One of the members made a bike holder that went on the tongue of trailer where the front tires touched just above the propane tanks. It was a simple design and looked good to. We have the rear slide on our 25rss and I dont want to get the bikes off everytime we pull the slide out if I have a standard bike rack for rear bumper.

Duane


----------



## luverofpeanuts (Mar 9, 2010)

I think this the Canadian company that makes them. I have no first hand knowledge of them, but it seems to be a decent option. The website leaves a little to be desired, so I think calling them would be the only way to get the up to date information.
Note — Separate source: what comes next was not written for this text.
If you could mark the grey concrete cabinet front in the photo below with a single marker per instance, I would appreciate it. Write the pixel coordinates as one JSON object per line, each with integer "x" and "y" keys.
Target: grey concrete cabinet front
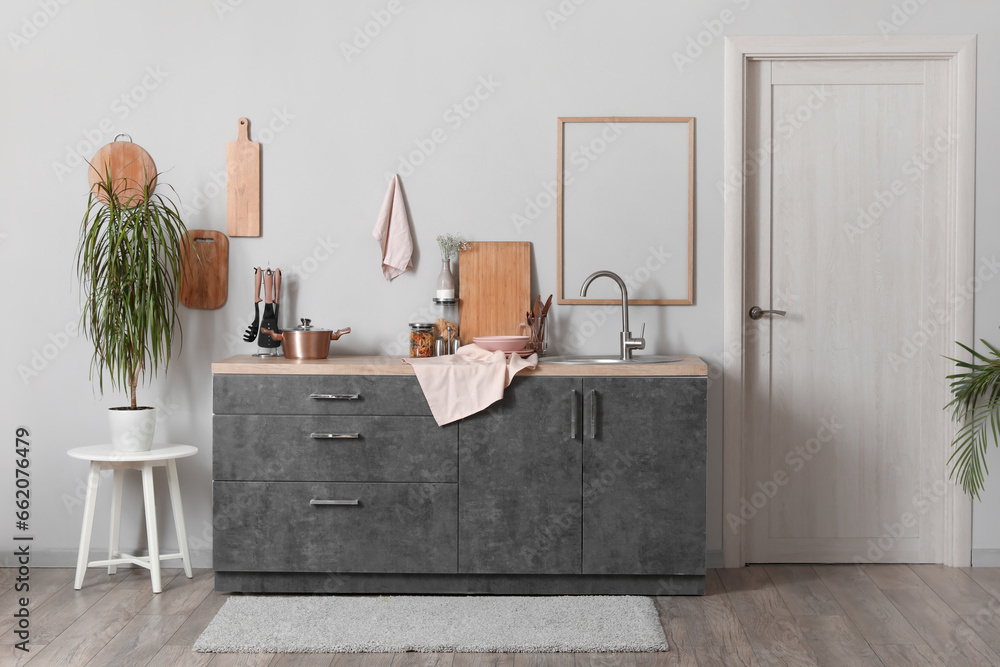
{"x": 566, "y": 485}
http://www.toppoprails.com/Traveltrailer.htm


----------



## Duanesz (Jul 10, 2009)

This one was homemade. The back wheel was right where you hook up the chains on the weight bars and the front tires where just above the tanks. It kind of looked like a upper case A. He just used a velcro strap to tie the two front bike tires together. It was a real neat and simple idea.


----------



## RLP14 (Jun 18, 2009)

Duanesz said:


> One of the members made a bike holder that went on the tongue of trailer where the front tires touched just above the propane tanks. It was a simple design and looked good to. We have the rear slide on our 25rss and I dont want to get the bikes off everytime we pull the slide out if I have a standard bike rack for rear bumper.
> 
> Duane


Duane,

I think you are speaking of member al b.


----------



## Duanesz (Jul 10, 2009)

Yup it was Al B. Thanks I found the pictures

Duane


----------



## Justman (Jul 22, 2006)

Duane,

Did you consider a front mounted bike rack? Easy to get on and off, and you always know when you've lost a bike!


----------



## CTDOutback06 (Apr 16, 2007)

Justman said:


> Duane,
> 
> Did you consider a front mounted bike rack? Easy to get on and off, and you always know when you've lost a bike!


You wouldn't be speaking from experience now would you???!!!


----------